Greenhouse gas warning ahead of summit
Level not seen since seas were 10m-20m higher than they are now, says report
Greenhouse gas levels in the atmosphere have reached a record not seen since sea levels were 10m to 20m higher than they are now, the World Meteorological Organisation (WMO) says in a new report.
Concentrations of carbon dioxide and other Earth-warming gases rose last year and are 41 per cent higher than in 1990, driving a long-term increase in the global temperature, the United Nations organisation said in its annual assessment of the trend.

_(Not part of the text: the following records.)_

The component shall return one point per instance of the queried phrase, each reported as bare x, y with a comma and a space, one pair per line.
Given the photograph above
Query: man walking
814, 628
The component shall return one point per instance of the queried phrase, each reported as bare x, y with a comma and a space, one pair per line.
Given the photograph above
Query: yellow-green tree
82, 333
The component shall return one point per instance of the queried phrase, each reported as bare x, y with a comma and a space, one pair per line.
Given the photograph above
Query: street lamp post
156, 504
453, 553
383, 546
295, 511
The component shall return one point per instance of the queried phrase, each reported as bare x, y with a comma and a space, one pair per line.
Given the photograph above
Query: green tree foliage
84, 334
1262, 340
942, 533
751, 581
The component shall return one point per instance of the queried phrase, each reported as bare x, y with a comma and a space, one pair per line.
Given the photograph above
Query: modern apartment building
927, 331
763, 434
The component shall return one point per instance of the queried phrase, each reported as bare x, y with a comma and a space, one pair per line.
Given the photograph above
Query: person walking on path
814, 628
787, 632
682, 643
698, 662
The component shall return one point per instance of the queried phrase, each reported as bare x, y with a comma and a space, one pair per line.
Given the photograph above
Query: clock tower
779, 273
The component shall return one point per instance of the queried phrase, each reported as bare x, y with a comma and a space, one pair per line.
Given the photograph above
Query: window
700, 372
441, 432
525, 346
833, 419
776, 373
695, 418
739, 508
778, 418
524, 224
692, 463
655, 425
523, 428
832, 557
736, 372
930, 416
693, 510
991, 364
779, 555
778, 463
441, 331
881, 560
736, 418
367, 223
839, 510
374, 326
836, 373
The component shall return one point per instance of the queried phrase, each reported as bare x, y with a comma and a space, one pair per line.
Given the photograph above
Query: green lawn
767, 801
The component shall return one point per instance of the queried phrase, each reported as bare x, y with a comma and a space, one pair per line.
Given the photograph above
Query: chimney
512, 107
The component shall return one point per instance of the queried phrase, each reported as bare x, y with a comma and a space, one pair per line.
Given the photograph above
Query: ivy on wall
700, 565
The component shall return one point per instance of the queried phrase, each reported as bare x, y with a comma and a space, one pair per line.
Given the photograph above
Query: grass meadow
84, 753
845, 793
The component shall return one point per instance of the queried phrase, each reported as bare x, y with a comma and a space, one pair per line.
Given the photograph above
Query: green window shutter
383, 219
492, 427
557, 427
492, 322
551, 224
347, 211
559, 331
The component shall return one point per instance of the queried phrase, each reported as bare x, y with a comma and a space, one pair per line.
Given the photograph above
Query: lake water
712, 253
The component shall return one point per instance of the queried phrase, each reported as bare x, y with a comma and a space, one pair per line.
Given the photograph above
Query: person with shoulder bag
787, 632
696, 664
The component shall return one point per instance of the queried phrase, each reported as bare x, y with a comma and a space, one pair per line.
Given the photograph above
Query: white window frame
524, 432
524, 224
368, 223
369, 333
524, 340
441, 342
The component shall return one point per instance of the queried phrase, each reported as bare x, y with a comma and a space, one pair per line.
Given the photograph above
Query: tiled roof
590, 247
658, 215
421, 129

The findings add to pressure on envoys from almost 200 nations gathering next month in Poland to discuss ways of reining in climate change. The WMO said higher CO2 concentrations are melting ice caps and leading to more violent weather events, which the Bank of England this week said were responsible for a record US$140 billion ($205.6b) in insurance losses last year.
“The science is clear,” WMO Secretary-General Petteri Taalas said in a statement yesterday. “Without rapid cuts in CO2 and other greenhouse gases, climate change will have increasingly destructive and irreversible impacts on life on Earth. The window of opportunity for action is almost closed.”
Concentrations of carbon dioxide in the atmosphere rose 0.5 per cent from 2016.
Among the increased emissions, there has been a resurgence of CFC-11, a supposedly regulated greenhouse gas that depletes ozone.
The last time the Earth had a similar concentration of CO2 was 3 million to 5 million years ago, when the temperature was 2C to 3C warmer and sea levels were at least 10m higher. A sea level rise of that magnitude would wipe out low-lying island nations and much of Manhattan.
The UN goal is to hold the global average temperature increase to well below 2C, which would still represent the quickest shift in the climate since the last ice age ended some 10,000 years ago.
A report this year by the Intergovernmental Panel on Climate Change said that net emissions must reach zero by 2050 to keep temperature increases to 1.5C, which is the goal of many developing nations.
Carbon dioxide “remains in the atmosphere for hundreds of years and in the oceans for even longer”, WMO Deputy Secretary-General Elena Manaenkova said in a report that was to be presented to the UN yesterday. “Every fraction of a degree of global warming matters, and so does every part per million of greenhouse gases.”